The whole business of how we can use statistics to decide if something is caused by something else is crucially important to science, whether it's about the impact of a vaccine or deciding whether or not a spray of particles in the Large Hadron Collider has been caused by the decay of a Higgs boson. 'Correlation is not causality' is a mantra of science, because it's so easy to misinterpret a causal link from things that happen close together and space and time. As a result I was delighted with the idea of what the cover describes as a 'nontechnical guide to the basic ideas of modern causal inference'.

Paul Rosenbaum starts with a driving factor - deducing the effects of medical treatments - and goes on to bring in the significance of randomised experiments versus the problems of purely observational studies, digs into covariates and ways to bring in experiment-like features to observational studies, brings up issues of replication and finishes with the impact of uncertainty and complexity. This is mostly exactly the kind of topics than should be covered in such a guide, and as such it hits spot. But, unfortunately, while it is indeed an effective introductory guide for scientists who aren't mathematicians, Rosenbaum fails on making this accessible to a nontechnical audience.

Rosenbaum quotes mathematician George Pólya as saying that we need a notation that is 'unambiguous, pregnant, easy to remember…' I would have been happier with this book if Rosenbaum had explained how a mathematical notation could possibly be pregnant. (He doesn't.) But, more importantly, the notation used is simply not easy to remember for a nontechnical audience.

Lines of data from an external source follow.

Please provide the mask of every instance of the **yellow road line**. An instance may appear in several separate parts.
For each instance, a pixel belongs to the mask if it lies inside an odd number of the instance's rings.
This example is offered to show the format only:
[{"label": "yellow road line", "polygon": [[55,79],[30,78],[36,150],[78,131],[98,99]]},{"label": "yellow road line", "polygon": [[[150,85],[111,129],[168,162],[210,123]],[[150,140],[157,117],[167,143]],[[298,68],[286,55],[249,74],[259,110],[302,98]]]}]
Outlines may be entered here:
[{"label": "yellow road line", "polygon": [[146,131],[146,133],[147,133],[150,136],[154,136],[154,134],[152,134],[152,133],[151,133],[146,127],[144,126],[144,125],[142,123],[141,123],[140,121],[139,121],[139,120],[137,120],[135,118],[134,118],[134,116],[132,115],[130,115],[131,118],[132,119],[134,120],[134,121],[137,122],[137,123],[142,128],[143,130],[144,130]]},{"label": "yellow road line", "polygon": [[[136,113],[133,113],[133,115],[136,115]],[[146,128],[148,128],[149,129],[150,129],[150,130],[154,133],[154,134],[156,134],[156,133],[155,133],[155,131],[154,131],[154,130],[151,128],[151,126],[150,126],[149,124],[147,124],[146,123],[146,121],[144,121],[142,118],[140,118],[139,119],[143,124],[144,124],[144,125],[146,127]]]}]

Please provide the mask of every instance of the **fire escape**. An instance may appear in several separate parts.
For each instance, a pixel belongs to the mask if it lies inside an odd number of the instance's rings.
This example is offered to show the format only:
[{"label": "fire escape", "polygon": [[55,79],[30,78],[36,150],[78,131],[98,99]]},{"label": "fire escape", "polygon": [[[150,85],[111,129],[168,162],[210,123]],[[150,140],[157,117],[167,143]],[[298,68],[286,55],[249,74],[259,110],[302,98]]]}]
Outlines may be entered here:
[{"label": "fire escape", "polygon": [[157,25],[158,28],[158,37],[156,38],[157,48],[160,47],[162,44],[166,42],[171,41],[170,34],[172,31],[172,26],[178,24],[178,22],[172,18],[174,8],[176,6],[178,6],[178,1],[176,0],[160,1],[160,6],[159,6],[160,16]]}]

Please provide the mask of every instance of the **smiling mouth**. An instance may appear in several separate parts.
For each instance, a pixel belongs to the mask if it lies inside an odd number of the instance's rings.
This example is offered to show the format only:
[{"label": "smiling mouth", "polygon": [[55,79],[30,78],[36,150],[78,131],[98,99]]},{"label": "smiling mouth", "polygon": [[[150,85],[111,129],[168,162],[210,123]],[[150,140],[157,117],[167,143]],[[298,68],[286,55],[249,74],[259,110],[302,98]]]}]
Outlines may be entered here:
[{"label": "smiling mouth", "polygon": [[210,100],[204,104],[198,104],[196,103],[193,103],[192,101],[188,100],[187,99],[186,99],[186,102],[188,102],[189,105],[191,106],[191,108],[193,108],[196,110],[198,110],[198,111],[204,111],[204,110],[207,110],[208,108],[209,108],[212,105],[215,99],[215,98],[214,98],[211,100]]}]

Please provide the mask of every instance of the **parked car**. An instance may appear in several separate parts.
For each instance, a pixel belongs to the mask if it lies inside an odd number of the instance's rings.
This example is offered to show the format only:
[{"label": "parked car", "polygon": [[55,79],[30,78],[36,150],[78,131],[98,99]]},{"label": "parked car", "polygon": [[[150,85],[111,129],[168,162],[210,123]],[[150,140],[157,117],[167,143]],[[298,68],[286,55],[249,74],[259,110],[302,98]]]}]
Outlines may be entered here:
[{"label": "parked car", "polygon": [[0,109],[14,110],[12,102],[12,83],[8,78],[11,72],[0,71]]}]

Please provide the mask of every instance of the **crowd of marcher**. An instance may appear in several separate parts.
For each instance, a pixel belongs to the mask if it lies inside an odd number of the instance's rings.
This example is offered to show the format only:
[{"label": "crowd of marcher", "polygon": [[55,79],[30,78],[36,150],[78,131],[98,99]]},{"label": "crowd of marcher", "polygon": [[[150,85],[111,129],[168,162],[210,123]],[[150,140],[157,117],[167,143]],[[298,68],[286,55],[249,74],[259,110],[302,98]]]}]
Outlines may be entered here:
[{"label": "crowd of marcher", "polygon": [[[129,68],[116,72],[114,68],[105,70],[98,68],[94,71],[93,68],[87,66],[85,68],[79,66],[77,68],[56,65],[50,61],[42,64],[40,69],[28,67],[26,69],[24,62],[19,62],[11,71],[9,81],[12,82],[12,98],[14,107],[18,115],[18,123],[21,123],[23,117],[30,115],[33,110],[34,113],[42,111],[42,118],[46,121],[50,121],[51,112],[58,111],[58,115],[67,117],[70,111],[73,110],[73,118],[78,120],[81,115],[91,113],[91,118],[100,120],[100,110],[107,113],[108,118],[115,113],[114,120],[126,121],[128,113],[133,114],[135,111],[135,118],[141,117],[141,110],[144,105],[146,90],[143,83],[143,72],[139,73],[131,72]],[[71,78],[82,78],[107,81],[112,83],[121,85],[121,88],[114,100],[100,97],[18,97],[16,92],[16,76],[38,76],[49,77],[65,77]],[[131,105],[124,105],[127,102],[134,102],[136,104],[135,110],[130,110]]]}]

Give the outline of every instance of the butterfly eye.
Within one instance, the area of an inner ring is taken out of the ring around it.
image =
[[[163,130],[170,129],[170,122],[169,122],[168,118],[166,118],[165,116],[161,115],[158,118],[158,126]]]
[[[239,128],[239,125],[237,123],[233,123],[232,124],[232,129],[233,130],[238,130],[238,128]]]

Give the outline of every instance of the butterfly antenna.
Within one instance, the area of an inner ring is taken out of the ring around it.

Within one page of it starting to be used, I had to keep looking back to see what the different parts meant. 

We are told that a causal effect is 'a comparison of outcomes' and in the first example given this is rTw - rCw. Bits of this are relatively clear. T and C are treatment and control. W is George Washington (as the example is about his being treated, then dying soon after). I'm guessing 'r' refers to result, though that term isn't used in the text, but most importantly it's not obvious why the 'causal effect' is those two variables, set to arbitrary values, with one subtracted from the other. I'm pretty familiar with algebra and statistics, but I rapidly found the symbolic representations used hard to follow - there has to be a better way if you are writing for a general audience: it appears the author doesn't know how to do this. 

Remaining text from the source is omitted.